Paris attacks: Ringleader Abaaoud 'was near' Bataclan theatre
The suspected ringleader of the Paris attacks was near the Bataclan theatre during a siege there, prosecutors say.
Prosecutor Francois Molins said mobile phone data also showed Abdelhamid Abaaoud returned to cafes and restaurants targeted in the attacks.
He added there was evidence that Abaaoud was planning an attack on Paris's La Defense business district.
Meanwhile an arrest warrant was issued in Belgium for a man named Mohamed Abrini over the attacks.
Abaaoud was known to have himself taken part in the shootings at the bars and restaurants in Paris, before driving out with a probable accomplice to a suburb and abandoning their car.
A timeline has now started to emerge of what happened then, and in the days afterwards.
- Mr Molins revealed on Tuesday that Abaaoud is then thought to have returned by metro to the scene of the crime
- Abaaoud then spent two days in the northern Paris suburbs before finding the flat in the suburb of Saint-Denis with help from his cousin, Hasna Ait Boulahcen
- The two of them, and an unidentified third person who police now believe was probably his accomplice gunman on the night of the attacks, died in the police raid on the flat on 18 November
- Investigators say they have evidence that, had the group not been cornered, they were planning to carry out suicide bomb attacks last Wednesday and Thursday in the La Defense business district
Also on Tuesday, Jawad Bendaoud, the man who lent the Saint-Denis flat, was put under formal investigation for "criminal conspiracy in connection with a terrorist enterprise".
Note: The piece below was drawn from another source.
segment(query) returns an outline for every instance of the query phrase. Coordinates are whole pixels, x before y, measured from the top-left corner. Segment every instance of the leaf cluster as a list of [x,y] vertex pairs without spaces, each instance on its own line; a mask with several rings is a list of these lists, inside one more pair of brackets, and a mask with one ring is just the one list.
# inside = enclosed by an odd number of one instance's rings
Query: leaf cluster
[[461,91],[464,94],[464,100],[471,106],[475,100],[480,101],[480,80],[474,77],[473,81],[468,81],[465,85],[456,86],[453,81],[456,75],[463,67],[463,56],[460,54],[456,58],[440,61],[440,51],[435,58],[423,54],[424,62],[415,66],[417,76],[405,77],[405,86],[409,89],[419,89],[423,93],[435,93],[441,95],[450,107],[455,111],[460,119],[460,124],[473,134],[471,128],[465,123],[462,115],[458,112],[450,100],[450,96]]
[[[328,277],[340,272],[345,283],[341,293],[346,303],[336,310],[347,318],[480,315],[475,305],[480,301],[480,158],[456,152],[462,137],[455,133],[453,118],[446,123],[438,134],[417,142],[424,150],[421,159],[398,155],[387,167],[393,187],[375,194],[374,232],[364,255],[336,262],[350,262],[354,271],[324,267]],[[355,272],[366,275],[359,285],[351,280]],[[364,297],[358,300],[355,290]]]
Also on Tuesday, Belgian prosecutors said that two days before the attacks, new suspect Mohamed Abrini was seen driving a car with suspect Salah Abdeslam at a petrol station on the motorway to Paris.
Abrini is described as "dangerous and probably armed".
Abdeslam is currently the subject of an international manhunt after the attacks which killed 130 people.
The Renault Clio that Abrini was seen driving was later used in the attacks, prosecutors say.
Police say he should not be approached by the public.
Belgian prosecutors also said on Tuesday that they have also partially identified two other men who have been taken into custody.
They are under suspicion - in the words of a statement - of "participating in the activities of a terrorist group", and "acts of terrorist murder".
The men, named as Ali O and Lazez A, are both from the Brussels district of Molenbeek, and both will appear separately in court during the course of this week.
Also on Tuesday, French President Francois Hollande met US President Barack Obama in Washington where the two leaders re-iterated their commitment to eradicating the so-called Islamic State (IS) group, which said it carried out the Paris attacks.
Mr Obama said there would be increased co-operation with France to hit IS targets in Iraq and Syria, and called on the EU to finally implement an agreement that would require airlines to share passenger information.
Hours after the two men spoke, French warplanes hit an IS command centre in the Iraqi city of Tal Afar, according to French officials.